SAN FRANCISCO (CN) – For years, the city and county of San Francisco has housed inmates awaiting trial in tiny cells, letting them out for only a few hours a day for exercise and often depriving them of any time outdoors, but conditions are set to improve for some after a federal judge ruled Friday that pretrial detainees incarcerated for more than four years must be given at least one hour a week of access to direct sunlight.
The order handed down by U.S. District Magistrate Judge Sallie Kim late Friday does not apply to inmates in disciplinary lockdown.
Kim also ordered that those held in solitary confinement for their own safety should receive one hour in the gym every day, five days a week.

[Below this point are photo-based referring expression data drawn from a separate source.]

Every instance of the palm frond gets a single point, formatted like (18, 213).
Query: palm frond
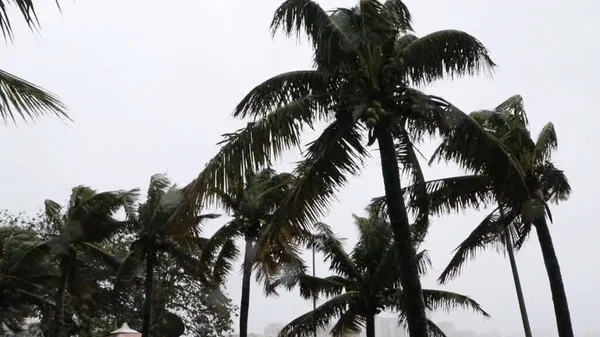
(445, 53)
(409, 160)
(250, 148)
(554, 183)
(349, 323)
(19, 98)
(320, 318)
(486, 234)
(282, 90)
(397, 13)
(108, 258)
(546, 143)
(445, 300)
(434, 329)
(310, 286)
(470, 145)
(327, 33)
(335, 154)
(223, 263)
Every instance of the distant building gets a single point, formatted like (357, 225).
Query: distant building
(272, 330)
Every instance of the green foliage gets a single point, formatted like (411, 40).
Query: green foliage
(365, 283)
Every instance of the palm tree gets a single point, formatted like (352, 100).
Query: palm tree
(155, 237)
(87, 221)
(365, 283)
(521, 195)
(251, 204)
(21, 289)
(365, 60)
(19, 98)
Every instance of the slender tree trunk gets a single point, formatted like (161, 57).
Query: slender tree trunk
(409, 276)
(559, 295)
(246, 275)
(513, 266)
(314, 297)
(371, 326)
(148, 291)
(59, 315)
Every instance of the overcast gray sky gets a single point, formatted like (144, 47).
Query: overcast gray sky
(151, 85)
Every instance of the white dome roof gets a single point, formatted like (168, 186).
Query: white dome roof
(124, 329)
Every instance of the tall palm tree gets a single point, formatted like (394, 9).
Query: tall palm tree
(19, 98)
(365, 283)
(530, 180)
(252, 204)
(21, 289)
(154, 237)
(87, 221)
(365, 60)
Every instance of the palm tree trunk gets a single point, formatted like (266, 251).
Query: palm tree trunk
(59, 315)
(148, 292)
(513, 266)
(246, 275)
(559, 295)
(409, 276)
(314, 297)
(371, 326)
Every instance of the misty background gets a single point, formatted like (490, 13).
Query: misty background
(151, 86)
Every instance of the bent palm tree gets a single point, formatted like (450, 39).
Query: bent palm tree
(155, 237)
(21, 288)
(19, 98)
(365, 60)
(87, 221)
(537, 180)
(366, 282)
(251, 204)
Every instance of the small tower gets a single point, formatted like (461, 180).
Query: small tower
(125, 331)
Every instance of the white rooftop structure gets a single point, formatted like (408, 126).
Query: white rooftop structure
(125, 331)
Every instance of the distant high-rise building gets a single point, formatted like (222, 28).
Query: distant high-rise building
(272, 330)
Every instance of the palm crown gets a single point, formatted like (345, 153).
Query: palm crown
(366, 282)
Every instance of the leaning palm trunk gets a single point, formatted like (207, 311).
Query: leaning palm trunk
(513, 266)
(246, 275)
(59, 315)
(559, 296)
(409, 276)
(149, 292)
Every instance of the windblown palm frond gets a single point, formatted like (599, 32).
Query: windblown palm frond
(444, 53)
(304, 325)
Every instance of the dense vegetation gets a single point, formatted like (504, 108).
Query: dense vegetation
(79, 268)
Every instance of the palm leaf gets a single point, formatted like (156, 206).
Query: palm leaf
(487, 233)
(445, 300)
(336, 153)
(304, 325)
(328, 34)
(407, 157)
(469, 144)
(223, 263)
(444, 53)
(434, 329)
(546, 143)
(108, 258)
(23, 99)
(250, 148)
(349, 323)
(282, 90)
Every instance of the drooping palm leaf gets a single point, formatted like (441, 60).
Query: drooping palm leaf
(304, 325)
(488, 233)
(444, 53)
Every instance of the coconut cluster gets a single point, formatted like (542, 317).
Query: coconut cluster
(374, 112)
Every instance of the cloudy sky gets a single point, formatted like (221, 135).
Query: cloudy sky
(151, 87)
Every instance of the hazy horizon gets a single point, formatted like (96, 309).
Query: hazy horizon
(151, 88)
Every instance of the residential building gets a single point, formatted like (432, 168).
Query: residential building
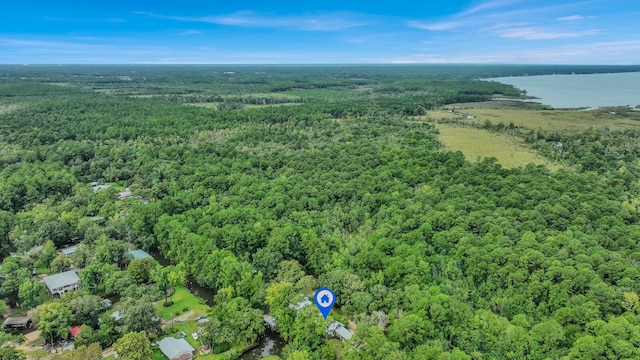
(339, 330)
(15, 323)
(59, 284)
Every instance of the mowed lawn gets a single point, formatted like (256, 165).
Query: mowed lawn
(183, 301)
(477, 144)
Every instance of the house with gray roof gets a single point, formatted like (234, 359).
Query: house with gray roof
(13, 323)
(339, 330)
(68, 251)
(176, 349)
(301, 304)
(59, 284)
(140, 254)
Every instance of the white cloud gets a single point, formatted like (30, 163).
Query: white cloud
(190, 32)
(571, 18)
(439, 26)
(614, 52)
(489, 6)
(532, 33)
(333, 21)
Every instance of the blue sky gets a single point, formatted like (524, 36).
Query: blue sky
(312, 32)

Pretrial detainees held in County Jail #4 at the San Francisco Hall of Justice or County Jail #5 in San Bruno, California, sued the city and county in May 2019, claiming their lack of access to any kind of natural light violates their constitutional rights.
“In the entire time I have been in jail, I have never been given outdoor recreation,” inmate Montrail Brackens said in a declaration submitted to the court. "In the 6 ½ years I have been a pretrial detainee in San Francisco county jails, I have never had the sunshine on my skin. Every single prisoner suffers from complete denial of outdoor recreation.”
While Kim found the general population inmates who received sufficient time out of their cells and exercise in indirect light were not deprived, she seemed appalled that some inmates were locked up for more than 23 and a half hours a day – with only 180 minutes of exercise per week at the Hall of Justice and 210 minutes a week at San Bruno.
“The issue is not whether the inmates who are confined to their cells for 23 ½ hours a day are allowed to exercise outside but whether the amount of time they receive to exercise out of their cells and spend time out of their cells violates the Constitution,” she wrote. “That society would incarcerate a human being — who has not yet been found guilty and therefore is legally innocent and who has not committed a specific disciplinary violation — by locking him up in a small cell for 23 ½ hours a day is unacceptable.”
The lack of clear case law on the right to outdoor exercise posed a problem for Kim, who noted in her 58-page ruling that the U.S. Supreme Court has only mentioned in dicta that denying an inmate exercise could violate the Eighth Amendment’s prohibition on cruel and unusual punishment.
But the Ninth Circuit held in Spain v. Procunier that inmates confined for disciplinary reasons should be allowed to exercise one hour a day, five days a week, and that “the cost or inconvenience of providing adequate facilities is not a defense to the imposition of a cruel and unusual punishment.”